FIIs are selling aggressively. Should you buy?
When FIIs sold aggressively, on most occasions it would have been a good time to buy. But, only when valuations are reasonable
For the past 22 years, the main players in the Indian markets have been Foreign Institutional Investors (FIIs). They have collectively put in hundreds of billions of dollars in India. When they sell aggressively, the market goes down. Their selling has been severe over late August. A possible slowdown in China hurt investor sentiment world over, resulting in a huge sell-off in equities across the world.
On just one day (24 August 2015) FIIs sold Rs5,142 crore worth of shares. For the month, as much as Rs9,140 crore has been withdrawn by FIIs. This has been the highest outflow since June 2013, when Rs9,300 crore was withdrawn from Indian equities. If buying by FIIs signals good times for the market, surely means selling by FIIs would mean bad times ahead?

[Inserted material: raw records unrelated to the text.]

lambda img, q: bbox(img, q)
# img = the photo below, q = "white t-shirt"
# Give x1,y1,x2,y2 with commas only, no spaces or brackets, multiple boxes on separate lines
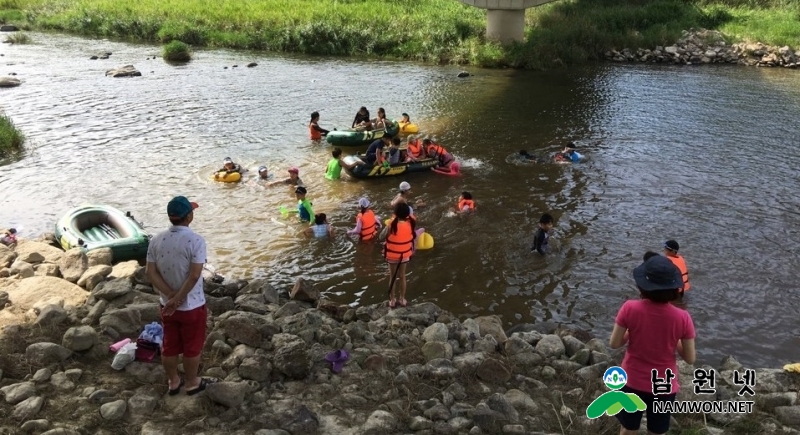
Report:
146,225,207,311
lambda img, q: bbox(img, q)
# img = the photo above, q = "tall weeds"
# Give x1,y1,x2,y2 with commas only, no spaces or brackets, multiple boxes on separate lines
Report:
1,0,798,69
0,113,25,157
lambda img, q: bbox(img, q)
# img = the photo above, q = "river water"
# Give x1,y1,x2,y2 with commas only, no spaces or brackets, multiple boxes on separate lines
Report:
2,33,799,368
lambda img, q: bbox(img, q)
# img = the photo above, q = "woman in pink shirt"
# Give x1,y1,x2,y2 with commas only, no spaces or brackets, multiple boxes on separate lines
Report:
610,255,697,435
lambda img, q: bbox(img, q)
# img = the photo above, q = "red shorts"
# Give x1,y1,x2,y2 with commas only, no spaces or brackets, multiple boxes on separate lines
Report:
161,304,207,358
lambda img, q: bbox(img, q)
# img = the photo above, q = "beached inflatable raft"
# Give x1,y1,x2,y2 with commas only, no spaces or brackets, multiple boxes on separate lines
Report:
55,205,151,262
326,124,400,146
342,155,438,179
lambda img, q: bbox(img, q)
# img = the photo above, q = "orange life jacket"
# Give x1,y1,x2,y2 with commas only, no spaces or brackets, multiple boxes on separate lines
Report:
427,143,446,158
407,139,422,158
309,122,322,140
384,219,415,262
458,199,475,211
667,255,691,291
357,210,378,241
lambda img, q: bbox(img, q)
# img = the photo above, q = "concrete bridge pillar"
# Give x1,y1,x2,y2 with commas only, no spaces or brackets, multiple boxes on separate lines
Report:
458,0,558,45
486,9,526,45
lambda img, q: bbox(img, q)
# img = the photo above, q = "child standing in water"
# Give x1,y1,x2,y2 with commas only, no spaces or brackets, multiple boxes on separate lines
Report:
347,197,381,242
530,213,554,255
609,255,696,435
456,192,475,213
308,111,330,140
295,186,314,224
305,213,334,238
325,147,362,180
663,240,691,297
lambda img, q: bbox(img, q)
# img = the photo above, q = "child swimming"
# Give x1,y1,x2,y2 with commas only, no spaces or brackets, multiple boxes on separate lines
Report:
456,192,475,213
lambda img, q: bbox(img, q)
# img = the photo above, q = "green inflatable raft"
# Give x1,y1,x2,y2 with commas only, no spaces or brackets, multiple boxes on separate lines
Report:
55,205,151,262
326,123,400,146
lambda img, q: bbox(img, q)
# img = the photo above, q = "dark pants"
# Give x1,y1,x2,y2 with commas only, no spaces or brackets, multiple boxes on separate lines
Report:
615,385,676,434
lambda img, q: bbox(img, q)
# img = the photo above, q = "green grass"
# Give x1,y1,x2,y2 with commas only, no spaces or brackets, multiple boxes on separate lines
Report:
162,39,191,62
0,113,25,157
0,0,798,69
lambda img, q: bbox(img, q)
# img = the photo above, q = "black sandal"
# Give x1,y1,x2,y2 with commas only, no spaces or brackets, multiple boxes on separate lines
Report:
186,377,219,396
168,377,184,396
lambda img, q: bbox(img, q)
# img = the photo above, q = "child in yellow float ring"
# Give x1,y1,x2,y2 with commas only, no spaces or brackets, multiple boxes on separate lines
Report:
214,157,242,180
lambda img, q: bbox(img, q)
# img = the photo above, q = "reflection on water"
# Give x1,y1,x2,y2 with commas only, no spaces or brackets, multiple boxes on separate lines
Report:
2,34,800,367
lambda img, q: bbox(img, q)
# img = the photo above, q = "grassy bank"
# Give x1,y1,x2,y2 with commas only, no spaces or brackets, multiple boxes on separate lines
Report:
0,113,25,157
0,0,798,69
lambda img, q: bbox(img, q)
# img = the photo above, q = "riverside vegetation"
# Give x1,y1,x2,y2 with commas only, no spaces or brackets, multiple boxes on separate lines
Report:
0,0,798,69
1,236,800,435
0,113,25,157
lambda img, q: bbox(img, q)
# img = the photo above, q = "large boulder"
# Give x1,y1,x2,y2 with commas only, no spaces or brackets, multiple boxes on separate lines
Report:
100,400,127,420
99,306,143,336
87,248,113,267
14,239,64,264
0,244,16,267
0,382,35,404
271,334,310,379
25,342,72,365
62,325,98,351
289,277,319,303
108,260,139,280
77,265,112,290
218,312,278,347
59,248,87,283
535,334,566,358
280,405,320,435
92,277,133,301
422,323,449,343
10,259,34,278
475,315,508,343
205,381,248,408
5,276,88,310
0,76,21,88
105,65,141,78
34,263,60,277
13,395,43,420
362,410,398,435
34,304,67,326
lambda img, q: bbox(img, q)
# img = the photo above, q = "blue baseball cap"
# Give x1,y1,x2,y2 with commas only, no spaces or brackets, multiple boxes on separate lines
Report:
167,196,199,219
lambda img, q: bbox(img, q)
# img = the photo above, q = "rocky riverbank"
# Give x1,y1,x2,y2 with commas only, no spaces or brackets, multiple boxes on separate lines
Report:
605,29,800,69
0,236,799,435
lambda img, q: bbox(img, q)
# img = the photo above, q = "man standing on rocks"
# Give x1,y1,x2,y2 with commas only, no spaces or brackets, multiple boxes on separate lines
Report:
146,196,212,396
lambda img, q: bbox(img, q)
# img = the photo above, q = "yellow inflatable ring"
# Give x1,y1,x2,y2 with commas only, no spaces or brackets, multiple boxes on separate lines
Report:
398,121,419,134
416,232,434,250
213,171,241,183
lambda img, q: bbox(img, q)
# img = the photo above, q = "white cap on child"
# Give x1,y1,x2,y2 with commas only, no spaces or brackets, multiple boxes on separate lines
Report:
358,197,370,208
399,182,411,192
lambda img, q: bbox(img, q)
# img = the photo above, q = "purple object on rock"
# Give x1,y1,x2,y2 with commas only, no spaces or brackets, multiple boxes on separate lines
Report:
324,349,350,374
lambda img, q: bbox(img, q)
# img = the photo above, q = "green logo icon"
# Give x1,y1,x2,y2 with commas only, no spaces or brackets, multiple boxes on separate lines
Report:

“Periods like now where FIIs are selling aggressively are the best times for long-term investing,” suggested Sankaran Naren, chief investment officer, ICICI Prudential Mutual Fund. Moneylife decided to take a look at what happens when FIIs sold aggressively in the past 15 years. We did a simple adjustment: the net inflows and outflows of FIIs in the past years are adjusted to today’s prices, assuming an inflation rate of 7%.
There were 17 occasions when FII outflows were greater than Rs7,000 crore in a single month. Had you invested in any of these months your average return would be 14% over one year and 16% annualised over two years. In the 14 three-year periods after an outflow of Rs7,000 crore, there was not a single period of negative return and an investor would have gained an average return of 11% annualised. But average returns is not what you should focus on.
Taking the market valuations at the time into perspective, the best forward returns have come at a time when the Sensex trailing price-to-earnings was under 20. In October 2008, when FIIs sold as much as Rs22,000 crore, the Sensex PE fell to a low of 12 times. The forward returns were spectacular: 62% over one-year, 22% annualised over three years, and 15% annualised till date.
However, a few months earlier in November 2007, when FIIs sold over Rs7,000 crore, the market PE was as high as 26 times. Investors who jumped in at that time would have been disappointed. The Sensex was reduced to half its value a year later and returned a mere 4% annualised till date. Similarly, in six out of the seven occasions when the Sensex PE was above or equal to 20 times, the returns were negative over a year. Poor returns were seen even over the three year periods. The Sensex delivered single digit annualised returns in all the seven periods when the PE was 20 times or more.
On 24th August, when the market crashed by over 5%, the Sensex PE fell to 20.37 times from around 22 times a week earlier. Now, after the markets have regained some confidence, the Sensex trailing PE increased to 21 times as on 27th August. Going by the limited history of the past 10 years, this may not seem as attractive a time to invest.
In short, investing because FIIs have sold aggressively and expecting the market to deliver good returns may lead to disappointment, especially when valuations are high. Aggressive FII selling gives an opportunity to invest and accumulate, but don’t base your investments solely on FII buying or selling. Those investing for long term goals should continue to invest regularly and look for such buying opportunities, because over the long-term, the market would move higher.
Years ago, ace investor Warren Buffett wrote: “A simple rule dictates my buying: Be fearful when others are greedy, and be greedy when others are fearful.” Wide-spread fear seems to have struck once again, though not as severe. It’s time to accumulate good stocks. As Buffet wrote further in his article, “Let me be clear on one point: I can’t predict the short-term movements of the stock market. I haven’t the faintest idea as to whether stocks will be higher or lower a month — or a year — from now. What is likely, however, is that the market will move higher, perhaps substantially so, well before either sentiment or the economy turns up.”